SHANGHAI (Reuters) - Chinese stocks got September off to a rocky ride on Tuesday, with main indexes tumbling 5 percent at one point as weak manufacturing data laid bare the daunting challenge faced by Beijing as it races to revive a stumbling economy.
At the end of the session, the markets had managed a recovery of sorts, as rebounds in blue-chips partly offset slides in small-caps.
The blue-chip CSI300 index fell 0.1 percent, to 3,362.08, while the Shanghai Composite Index lost 1.3 percent, to 3,166.62 points.
But small caps posted heavy losses. Shenzhen’s growth board ChiNext dived 6 percent and the CSI500 index of small companies tumbled 6.3 percent.
Activity in China’s manufacturing sector contracted at its fastest pace in three years in August, an official survey showed on Tuesday, reinforcing fears of a sharper slowdown in the world’s second-largest economy.
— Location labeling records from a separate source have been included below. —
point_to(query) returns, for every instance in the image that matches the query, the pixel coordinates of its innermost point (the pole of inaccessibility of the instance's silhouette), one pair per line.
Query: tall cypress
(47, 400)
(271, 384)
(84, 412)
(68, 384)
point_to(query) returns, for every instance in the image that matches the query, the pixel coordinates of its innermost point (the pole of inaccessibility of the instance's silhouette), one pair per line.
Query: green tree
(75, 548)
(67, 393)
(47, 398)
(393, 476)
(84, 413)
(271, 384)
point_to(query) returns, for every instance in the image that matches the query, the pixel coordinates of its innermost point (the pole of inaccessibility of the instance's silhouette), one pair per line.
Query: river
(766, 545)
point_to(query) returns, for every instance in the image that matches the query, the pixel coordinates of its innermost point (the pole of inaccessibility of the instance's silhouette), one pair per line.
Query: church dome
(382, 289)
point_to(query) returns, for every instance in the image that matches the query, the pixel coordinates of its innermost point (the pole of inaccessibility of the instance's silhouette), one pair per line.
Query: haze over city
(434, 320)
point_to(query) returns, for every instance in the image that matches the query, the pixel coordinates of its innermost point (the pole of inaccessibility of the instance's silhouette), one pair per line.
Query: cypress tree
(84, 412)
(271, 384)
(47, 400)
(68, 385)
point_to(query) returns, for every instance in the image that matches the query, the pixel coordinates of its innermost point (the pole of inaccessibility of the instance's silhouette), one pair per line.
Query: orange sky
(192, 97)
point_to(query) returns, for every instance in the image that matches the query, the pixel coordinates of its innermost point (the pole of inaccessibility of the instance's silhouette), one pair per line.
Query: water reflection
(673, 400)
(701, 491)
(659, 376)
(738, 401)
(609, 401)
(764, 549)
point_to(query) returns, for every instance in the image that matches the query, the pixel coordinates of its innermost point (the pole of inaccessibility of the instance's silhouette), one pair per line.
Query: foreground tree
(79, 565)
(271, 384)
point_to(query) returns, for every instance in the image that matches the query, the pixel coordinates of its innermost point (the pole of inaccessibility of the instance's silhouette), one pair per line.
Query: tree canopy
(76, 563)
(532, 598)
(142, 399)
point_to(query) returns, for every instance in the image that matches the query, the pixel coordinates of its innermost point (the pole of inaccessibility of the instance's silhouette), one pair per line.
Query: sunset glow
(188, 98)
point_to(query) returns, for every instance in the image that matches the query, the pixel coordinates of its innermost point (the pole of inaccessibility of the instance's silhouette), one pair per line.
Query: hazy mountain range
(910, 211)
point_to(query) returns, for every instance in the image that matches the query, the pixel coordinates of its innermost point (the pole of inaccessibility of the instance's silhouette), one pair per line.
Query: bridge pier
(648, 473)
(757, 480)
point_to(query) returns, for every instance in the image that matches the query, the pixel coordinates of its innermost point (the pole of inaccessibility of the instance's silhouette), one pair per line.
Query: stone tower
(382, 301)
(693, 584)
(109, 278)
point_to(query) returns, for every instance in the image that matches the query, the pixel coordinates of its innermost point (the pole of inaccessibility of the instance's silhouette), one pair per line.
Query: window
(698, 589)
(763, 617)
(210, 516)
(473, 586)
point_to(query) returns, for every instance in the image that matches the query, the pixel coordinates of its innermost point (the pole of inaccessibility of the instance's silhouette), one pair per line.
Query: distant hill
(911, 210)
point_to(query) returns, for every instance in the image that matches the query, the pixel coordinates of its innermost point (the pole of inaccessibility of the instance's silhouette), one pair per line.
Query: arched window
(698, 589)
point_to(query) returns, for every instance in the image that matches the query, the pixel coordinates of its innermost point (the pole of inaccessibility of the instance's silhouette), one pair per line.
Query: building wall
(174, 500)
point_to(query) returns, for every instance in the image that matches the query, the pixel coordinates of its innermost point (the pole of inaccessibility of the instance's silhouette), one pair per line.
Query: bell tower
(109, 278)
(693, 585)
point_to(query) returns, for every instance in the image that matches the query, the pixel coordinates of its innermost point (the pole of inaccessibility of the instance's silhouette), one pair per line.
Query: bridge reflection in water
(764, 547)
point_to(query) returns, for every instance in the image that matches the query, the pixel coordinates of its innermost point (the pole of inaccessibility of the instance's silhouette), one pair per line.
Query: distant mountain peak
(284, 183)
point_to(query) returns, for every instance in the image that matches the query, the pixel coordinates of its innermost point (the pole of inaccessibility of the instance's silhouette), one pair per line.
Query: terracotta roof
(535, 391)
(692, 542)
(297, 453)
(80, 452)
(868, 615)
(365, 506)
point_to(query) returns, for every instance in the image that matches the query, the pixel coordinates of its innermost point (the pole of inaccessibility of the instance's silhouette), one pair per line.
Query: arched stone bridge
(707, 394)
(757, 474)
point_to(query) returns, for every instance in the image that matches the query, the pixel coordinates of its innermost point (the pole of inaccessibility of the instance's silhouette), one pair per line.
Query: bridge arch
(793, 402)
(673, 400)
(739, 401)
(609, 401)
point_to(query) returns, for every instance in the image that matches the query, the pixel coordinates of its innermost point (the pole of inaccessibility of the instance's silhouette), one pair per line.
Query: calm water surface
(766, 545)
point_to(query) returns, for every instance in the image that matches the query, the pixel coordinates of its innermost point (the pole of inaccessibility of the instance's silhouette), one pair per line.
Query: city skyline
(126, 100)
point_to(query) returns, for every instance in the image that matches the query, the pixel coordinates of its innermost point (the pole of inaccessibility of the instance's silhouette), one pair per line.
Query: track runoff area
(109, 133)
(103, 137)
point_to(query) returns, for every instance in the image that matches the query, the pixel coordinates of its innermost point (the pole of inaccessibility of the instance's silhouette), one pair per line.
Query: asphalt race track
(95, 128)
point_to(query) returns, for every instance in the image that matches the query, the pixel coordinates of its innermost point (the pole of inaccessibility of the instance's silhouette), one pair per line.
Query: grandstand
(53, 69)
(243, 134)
A separate private survey on manufacturing was equally downbeat.
Investors largely ignored fresh stimulus measures unveiled by the government, including further relaxation in property investment rules, and policies to support mergers and acquisitions and share buy-backs by listed companies.
“These measures are inadequate. It’s like just trying to put out a big fire with a glass of water,” said Yang Hai, strategist at Kaiyuan Securities.
Blue-chips, including banking heavyweights and energy giants PetroChina and Sinopec rose sharply, helping limit losses.